计算机代写|机器学习代写machine learning代考|Intuition and Main Results
Consider first the training error $E_{\text {train }}$ defined in (5.3). Since $$ \operatorname{tr} \mathbf{Y} \mathbf{Q}^2(\gamma) \mathbf{Y}^{\boldsymbol{\top}}=-\frac{\partial}{\partial \gamma} \operatorname{tr} \mathbf{Y} \mathbf{Q}(\gamma) \mathbf{Y}^{\top}, $$ a deterministic equivalent for the resolvent $\mathbf{Q}(\gamma)$ is sufficient to acceess the asymptotic behavior of $E_{\text {train }}$. With a linear activation $\sigma(t)=t$, the resolvent of interest $$ \mathbf{Q}(\gamma)=\left(\frac{1}{n} \sigma(\mathbf{W X})^{\top} \sigma(\mathbf{W} \mathbf{X})+\gamma \mathbf{I}n\right)^{-1} $$ is the same as in Theorem 2.6. In a sense, the evaluation of $\mathbf{Q}(\gamma)$ (and subsequently $\left.E{\text {train }}\right)$ calls for an extension of Theorem $2.6$ to handle the case of nonlinear activations.

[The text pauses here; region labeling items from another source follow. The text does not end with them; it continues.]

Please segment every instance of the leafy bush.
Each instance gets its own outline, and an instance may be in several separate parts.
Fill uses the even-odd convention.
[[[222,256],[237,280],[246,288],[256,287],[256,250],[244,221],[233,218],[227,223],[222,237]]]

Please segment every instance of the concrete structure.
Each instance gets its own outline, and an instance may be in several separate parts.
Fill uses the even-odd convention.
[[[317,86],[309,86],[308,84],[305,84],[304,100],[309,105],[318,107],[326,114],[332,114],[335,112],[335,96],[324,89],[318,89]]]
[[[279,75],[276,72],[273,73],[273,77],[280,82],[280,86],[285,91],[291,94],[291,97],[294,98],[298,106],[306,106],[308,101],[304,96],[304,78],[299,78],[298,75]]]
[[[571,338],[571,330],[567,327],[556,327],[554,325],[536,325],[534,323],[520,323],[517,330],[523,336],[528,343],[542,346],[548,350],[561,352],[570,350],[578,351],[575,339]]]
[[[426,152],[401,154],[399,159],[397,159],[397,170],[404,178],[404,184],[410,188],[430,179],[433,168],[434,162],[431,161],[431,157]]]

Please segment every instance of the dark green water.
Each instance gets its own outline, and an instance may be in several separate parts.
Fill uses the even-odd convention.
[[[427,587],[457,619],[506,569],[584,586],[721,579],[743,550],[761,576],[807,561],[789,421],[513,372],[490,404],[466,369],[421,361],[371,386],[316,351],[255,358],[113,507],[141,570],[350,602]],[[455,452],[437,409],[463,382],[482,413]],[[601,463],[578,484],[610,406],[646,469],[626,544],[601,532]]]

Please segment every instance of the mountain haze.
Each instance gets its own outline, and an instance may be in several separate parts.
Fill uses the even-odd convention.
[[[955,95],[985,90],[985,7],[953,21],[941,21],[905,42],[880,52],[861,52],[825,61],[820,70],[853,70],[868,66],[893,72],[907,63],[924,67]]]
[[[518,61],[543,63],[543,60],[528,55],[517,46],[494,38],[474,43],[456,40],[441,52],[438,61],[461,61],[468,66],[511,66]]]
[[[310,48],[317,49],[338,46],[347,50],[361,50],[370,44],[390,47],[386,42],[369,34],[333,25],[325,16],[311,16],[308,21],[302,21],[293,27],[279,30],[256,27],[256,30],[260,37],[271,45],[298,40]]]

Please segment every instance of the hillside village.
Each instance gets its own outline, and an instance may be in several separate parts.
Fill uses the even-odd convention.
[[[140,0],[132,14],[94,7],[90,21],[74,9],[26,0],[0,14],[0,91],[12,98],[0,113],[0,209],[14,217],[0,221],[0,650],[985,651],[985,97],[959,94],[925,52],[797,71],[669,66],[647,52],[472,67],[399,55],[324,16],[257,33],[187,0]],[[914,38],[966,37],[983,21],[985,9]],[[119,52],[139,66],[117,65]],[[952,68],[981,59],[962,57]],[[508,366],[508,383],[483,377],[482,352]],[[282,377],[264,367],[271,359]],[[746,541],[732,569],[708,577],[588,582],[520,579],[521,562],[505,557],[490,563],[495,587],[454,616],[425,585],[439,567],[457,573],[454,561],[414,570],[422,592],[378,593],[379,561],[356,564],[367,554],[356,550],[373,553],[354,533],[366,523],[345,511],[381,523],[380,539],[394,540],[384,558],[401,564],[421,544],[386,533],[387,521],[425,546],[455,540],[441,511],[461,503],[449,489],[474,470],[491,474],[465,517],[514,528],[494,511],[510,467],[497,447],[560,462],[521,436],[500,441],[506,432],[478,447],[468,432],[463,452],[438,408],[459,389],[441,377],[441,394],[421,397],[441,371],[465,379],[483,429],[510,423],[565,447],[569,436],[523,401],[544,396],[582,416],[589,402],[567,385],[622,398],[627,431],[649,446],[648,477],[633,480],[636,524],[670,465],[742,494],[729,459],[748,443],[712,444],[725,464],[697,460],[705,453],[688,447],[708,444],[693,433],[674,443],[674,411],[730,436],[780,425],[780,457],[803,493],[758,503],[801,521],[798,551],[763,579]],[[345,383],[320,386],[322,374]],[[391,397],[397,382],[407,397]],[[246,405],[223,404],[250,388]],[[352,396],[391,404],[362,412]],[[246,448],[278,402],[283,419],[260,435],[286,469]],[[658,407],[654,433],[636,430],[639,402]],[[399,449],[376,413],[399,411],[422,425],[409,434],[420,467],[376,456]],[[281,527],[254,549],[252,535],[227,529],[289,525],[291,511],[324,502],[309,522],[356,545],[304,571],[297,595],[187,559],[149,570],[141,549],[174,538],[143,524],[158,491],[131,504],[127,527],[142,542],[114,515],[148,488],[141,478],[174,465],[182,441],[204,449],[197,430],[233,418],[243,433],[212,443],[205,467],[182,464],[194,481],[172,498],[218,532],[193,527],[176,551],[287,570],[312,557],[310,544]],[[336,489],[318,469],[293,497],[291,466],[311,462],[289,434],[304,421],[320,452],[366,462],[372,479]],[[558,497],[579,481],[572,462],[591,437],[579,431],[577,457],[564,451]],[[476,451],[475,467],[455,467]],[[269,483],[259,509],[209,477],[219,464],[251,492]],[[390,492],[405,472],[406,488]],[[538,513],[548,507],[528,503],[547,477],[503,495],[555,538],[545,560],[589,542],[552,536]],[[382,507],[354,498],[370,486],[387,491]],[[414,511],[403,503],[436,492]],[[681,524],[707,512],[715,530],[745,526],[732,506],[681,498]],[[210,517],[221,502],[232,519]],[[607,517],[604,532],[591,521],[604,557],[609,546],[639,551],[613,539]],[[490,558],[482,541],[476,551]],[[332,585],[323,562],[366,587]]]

Recall now that the main ingredients to derive a deterministic equivalent for (the linear case) $\mathbf{Q}=\left(\mathbf{X}^{\top} \mathbf{W}^{\top} \mathbf{W} \mathbf{X} / n+\gamma \mathbf{I}n\right)^{-1}$ are (i) $\mathbf{X}^{\top} \mathbf{W}^{\top}$ has i.i.d. columns and (ii) its $i$ th column $\left[\mathbf{W}^{\top}\right]_i$ has i.i.d. (or linearly dependent) entries so that the key Lemma $2.11$ applies. These hold, in the linear case, due to the i.i.d. property of the entries of $\mathbf{W}$. However, while for Item (i), the nonlinear $\Sigma^{\top}=\sigma(\mathbf{W X})^{\top}$ still has i.i.d. columns, and for Item (ii), its $i$ th column $\sigma\left(\left[\mathbf{X}^{\top} \mathbf{W}^{\top}\right]{. i}\right)$ no longer has i.i.d. or linearly dependent entries. Therefore, the main technical difficulty here is to obtain a nonlinear version of the trace lemma, Lemma 2.11. That is, we expect that the concentration of quadratic forms around their expectation remains valid despite the application of the entry-wise nonlinear $\sigma$. This naturally falls into the concentration of measure theory discussed in Section $2.7$ and is given by the following lemma.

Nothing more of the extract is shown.